Por Marcelo Rubens Paiva

Me explicaram ontem o sucesso da saga CREPÚSCULO, que esgota livros e lota os cinemas.

Fiquei chocado.

Trata-se da história de vampiros virgens, politicamente corretos e vegetarianos, escrita por uma autora conservadora MÓRMON.

O vampiro gato só vai morder e chupar o sangue da gatinha depois de se casar com ela [NO TERCEIRO LIVRO]. Apesar dos apelos dela no SEGUNDO livro.

Nem o LOBISOMEM papa a mocinha, por respeito aos bons valores do celibato.

E não comem carne de animais, apenas chupam o sangue deles.

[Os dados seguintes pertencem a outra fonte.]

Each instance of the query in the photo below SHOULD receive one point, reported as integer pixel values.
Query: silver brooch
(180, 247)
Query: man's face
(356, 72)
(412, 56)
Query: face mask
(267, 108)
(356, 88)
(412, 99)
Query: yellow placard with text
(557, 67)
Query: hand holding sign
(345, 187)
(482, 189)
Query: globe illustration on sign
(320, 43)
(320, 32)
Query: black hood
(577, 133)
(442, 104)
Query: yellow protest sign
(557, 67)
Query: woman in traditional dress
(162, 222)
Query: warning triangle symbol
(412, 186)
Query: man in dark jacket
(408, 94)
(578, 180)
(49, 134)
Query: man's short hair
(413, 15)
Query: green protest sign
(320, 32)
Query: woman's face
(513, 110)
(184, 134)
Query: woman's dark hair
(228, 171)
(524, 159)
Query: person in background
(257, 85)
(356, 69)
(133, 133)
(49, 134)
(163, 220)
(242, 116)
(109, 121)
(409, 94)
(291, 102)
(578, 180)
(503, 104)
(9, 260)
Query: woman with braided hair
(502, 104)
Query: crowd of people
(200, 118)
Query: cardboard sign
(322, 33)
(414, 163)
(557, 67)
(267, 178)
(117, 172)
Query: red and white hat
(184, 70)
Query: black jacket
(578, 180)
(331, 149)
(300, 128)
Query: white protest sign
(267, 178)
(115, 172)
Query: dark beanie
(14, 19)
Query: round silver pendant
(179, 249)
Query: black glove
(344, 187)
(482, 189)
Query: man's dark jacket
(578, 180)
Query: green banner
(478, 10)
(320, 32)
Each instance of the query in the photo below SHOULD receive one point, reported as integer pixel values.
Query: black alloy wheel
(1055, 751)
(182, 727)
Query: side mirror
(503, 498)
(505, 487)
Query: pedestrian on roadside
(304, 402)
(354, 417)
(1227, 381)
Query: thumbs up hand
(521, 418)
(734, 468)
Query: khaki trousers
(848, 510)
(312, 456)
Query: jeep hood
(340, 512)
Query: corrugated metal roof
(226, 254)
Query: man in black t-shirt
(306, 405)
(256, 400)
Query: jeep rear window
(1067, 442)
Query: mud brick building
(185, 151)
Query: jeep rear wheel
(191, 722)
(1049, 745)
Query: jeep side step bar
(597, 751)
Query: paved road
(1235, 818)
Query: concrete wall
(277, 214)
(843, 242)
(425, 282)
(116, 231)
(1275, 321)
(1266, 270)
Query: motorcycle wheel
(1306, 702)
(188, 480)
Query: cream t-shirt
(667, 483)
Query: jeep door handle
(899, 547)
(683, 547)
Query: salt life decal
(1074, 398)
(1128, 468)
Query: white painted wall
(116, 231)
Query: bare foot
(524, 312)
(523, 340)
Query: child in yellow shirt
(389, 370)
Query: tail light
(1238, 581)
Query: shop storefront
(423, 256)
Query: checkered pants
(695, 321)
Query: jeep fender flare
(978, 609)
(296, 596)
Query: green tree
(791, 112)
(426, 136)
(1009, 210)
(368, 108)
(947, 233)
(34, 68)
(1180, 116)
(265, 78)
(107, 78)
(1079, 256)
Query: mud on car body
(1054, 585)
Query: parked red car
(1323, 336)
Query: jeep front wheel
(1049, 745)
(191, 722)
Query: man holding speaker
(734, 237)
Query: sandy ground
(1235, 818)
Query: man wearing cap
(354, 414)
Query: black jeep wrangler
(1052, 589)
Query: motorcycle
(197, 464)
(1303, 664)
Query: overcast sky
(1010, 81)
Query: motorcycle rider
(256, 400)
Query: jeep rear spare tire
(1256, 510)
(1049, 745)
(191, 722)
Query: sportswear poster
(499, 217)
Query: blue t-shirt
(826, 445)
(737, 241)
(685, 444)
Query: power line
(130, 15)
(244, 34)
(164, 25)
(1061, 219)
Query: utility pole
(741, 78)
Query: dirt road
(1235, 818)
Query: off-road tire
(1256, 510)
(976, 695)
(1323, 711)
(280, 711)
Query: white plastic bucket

O livro-filme é adotado pela onda conservadora que varre a nova geração, que retoma o tabu da virgindade.

É uma afronta ao espírito libertário e provocador do personagem vampiresco, que suga o sangue das virgens e as amaldiçoa, arquétipo europeu comum à civilização ocidental e da modernidade, síntese da luta desejo versus moral.

E o galã do filme é considerado o ator mais sexy do momento. Então as menininhas assistem à LUA NOVA, babam e se recolhem.

Ainda bem que vim de outra geração.

VIVA MICKEY ROURKE!!!

One Response to “Broxante”

  1. Rodrigo Vidal Ferraz Says:

    lendo isso chego a uma conclusao filosofica:
    essa merda de Crepusculo é uma bosta!